Uses Foundation and AngularJS
npm install to install dependencies
The computer player stores the moves it makes against the board configurations, and at the end of each game we then reward or penalise each of those moves depending on the outcome of the game. All game history states are recorded in local storage so that the computer player learns over time.
It has many limitations but was super interesting and fun to build!
Originally we were rewarding or penalising all moves equally at the end of the game. But then when studying Matthew's notes for MENACE I saw that we should provide fewer starting chances per position for each move we advance through each game. i.e. 4 chances for the 1st move, 3 chances for the 2nd move, 2 chances fo the 3rd move etc. As Matthew notes in the blog post This helps MENACE learn more quickly, as the later moves are more likely to have led to the loss". This has much improved the situation desribed in the next (now-crossed out) bullet point.
Because all moves in a losing game are penalised this can often lead to the first move - even if it is the best move (i.e. the centre) - ending up in the state where all weightings for that board state are zero. In this case we reset just that state by re-seeding it as if it were the first game again. However this slows down learning further as it has to "learn" that going in the centre is the best move again. An alternative could be to re-seed this state with just a weighting of 1 for each position, which could at least speed up the process of discovering the best move again (although I'm not sure if this would be better)
When testing this you tend to become a formidable noughts-and-crosses player, thus you don't tend to make lots of mistakes. The effect of this is that the computer doesn't learn the value of an open goal (simply as they are rarely presented to it). Perhaps playing against lots of different people with different abilities would help.
To fix the above we could fairly easily build in a pattern recognition system - i.e. so it could find lines of two that just need one more move to complete them. This would make the computer always take that move if available, but this would no longer be a pure reinforcement learning system so perhaps defeats the object.

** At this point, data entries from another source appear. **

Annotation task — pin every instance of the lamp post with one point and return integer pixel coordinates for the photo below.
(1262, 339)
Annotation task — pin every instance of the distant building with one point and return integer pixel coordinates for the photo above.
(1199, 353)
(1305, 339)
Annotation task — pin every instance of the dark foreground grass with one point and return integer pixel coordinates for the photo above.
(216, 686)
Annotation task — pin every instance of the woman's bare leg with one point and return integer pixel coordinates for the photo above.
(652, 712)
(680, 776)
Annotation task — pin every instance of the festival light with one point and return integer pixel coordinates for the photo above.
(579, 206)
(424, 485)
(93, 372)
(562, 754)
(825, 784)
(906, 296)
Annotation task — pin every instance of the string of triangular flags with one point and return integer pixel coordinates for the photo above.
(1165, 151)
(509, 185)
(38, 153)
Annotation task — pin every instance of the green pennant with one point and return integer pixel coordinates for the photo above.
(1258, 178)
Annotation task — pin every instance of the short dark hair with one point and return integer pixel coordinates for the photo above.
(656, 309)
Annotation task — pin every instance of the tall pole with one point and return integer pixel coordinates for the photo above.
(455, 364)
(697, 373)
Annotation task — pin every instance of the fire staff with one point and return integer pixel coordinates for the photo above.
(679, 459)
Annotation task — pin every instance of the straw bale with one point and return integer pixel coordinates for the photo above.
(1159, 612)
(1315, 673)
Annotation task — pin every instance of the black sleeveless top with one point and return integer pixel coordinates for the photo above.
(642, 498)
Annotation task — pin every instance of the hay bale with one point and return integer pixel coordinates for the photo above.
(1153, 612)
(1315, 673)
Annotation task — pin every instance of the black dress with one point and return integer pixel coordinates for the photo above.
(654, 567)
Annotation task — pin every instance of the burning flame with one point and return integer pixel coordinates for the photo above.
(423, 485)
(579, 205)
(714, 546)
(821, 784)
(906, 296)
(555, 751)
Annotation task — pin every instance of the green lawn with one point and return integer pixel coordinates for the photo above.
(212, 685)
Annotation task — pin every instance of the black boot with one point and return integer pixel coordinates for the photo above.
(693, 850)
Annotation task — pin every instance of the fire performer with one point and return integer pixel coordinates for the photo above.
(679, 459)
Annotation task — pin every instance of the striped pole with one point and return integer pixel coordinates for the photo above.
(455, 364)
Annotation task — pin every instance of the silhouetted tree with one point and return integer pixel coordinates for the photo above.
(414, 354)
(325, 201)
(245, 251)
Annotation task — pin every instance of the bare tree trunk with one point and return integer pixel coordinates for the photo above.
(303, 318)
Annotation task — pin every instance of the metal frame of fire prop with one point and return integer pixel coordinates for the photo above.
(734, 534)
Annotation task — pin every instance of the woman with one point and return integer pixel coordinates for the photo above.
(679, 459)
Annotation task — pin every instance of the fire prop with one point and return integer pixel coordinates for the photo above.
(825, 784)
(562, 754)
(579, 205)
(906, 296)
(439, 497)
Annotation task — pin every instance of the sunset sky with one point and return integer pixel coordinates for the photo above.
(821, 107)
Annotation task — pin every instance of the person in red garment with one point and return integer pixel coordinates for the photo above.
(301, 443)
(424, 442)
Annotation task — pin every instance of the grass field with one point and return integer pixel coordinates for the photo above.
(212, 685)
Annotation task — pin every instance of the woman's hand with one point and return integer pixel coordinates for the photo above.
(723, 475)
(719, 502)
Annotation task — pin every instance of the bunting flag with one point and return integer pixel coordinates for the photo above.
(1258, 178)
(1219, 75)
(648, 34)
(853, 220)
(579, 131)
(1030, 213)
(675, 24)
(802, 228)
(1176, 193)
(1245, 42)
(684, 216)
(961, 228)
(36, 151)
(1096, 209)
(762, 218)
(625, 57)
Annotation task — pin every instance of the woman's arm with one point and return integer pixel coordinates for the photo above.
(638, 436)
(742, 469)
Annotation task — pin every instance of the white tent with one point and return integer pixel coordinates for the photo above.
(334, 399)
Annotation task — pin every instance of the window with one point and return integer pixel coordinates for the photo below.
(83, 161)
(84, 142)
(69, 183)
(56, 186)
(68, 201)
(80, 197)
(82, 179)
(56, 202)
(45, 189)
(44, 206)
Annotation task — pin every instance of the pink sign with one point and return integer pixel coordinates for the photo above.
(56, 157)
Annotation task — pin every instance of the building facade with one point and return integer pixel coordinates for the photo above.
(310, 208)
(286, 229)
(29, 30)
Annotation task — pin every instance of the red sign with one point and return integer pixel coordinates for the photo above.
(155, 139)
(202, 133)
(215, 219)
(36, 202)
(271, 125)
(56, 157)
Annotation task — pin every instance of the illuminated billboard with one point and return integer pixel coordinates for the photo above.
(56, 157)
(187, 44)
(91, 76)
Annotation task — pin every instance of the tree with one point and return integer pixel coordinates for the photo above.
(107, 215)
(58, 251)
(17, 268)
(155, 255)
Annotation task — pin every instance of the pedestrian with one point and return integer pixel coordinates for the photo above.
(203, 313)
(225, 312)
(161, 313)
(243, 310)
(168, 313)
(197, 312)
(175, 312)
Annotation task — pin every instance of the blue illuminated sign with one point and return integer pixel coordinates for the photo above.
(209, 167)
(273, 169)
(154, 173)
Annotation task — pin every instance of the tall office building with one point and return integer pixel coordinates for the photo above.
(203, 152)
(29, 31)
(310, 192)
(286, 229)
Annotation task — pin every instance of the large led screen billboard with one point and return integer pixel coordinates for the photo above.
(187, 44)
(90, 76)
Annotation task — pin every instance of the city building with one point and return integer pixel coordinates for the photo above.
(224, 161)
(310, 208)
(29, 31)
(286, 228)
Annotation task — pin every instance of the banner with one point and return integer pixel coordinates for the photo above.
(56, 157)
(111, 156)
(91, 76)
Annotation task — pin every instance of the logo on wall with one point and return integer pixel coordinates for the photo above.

It would make sense for the computer to also learn from the human opponent. This could use the same logic except it would only need to record opponent states and then save or update its own history based on these. However - would these states be any use? They are impossible to get into because the human player goes second. Perhaps by switching the pieces and using rotations and reflections it could "learn" from them? Needs some experimentation.
The Computer player doesn't currently check for rotated or reflected boards in its history so learning is slow- done!
Save state in browser local storage for persistence, and add a hard reset button. Check for rotations and reflections in state history (possibly) Add option to save state on the server with unique URL, for sharing / recall (would require API and database setup, possibly not worth it)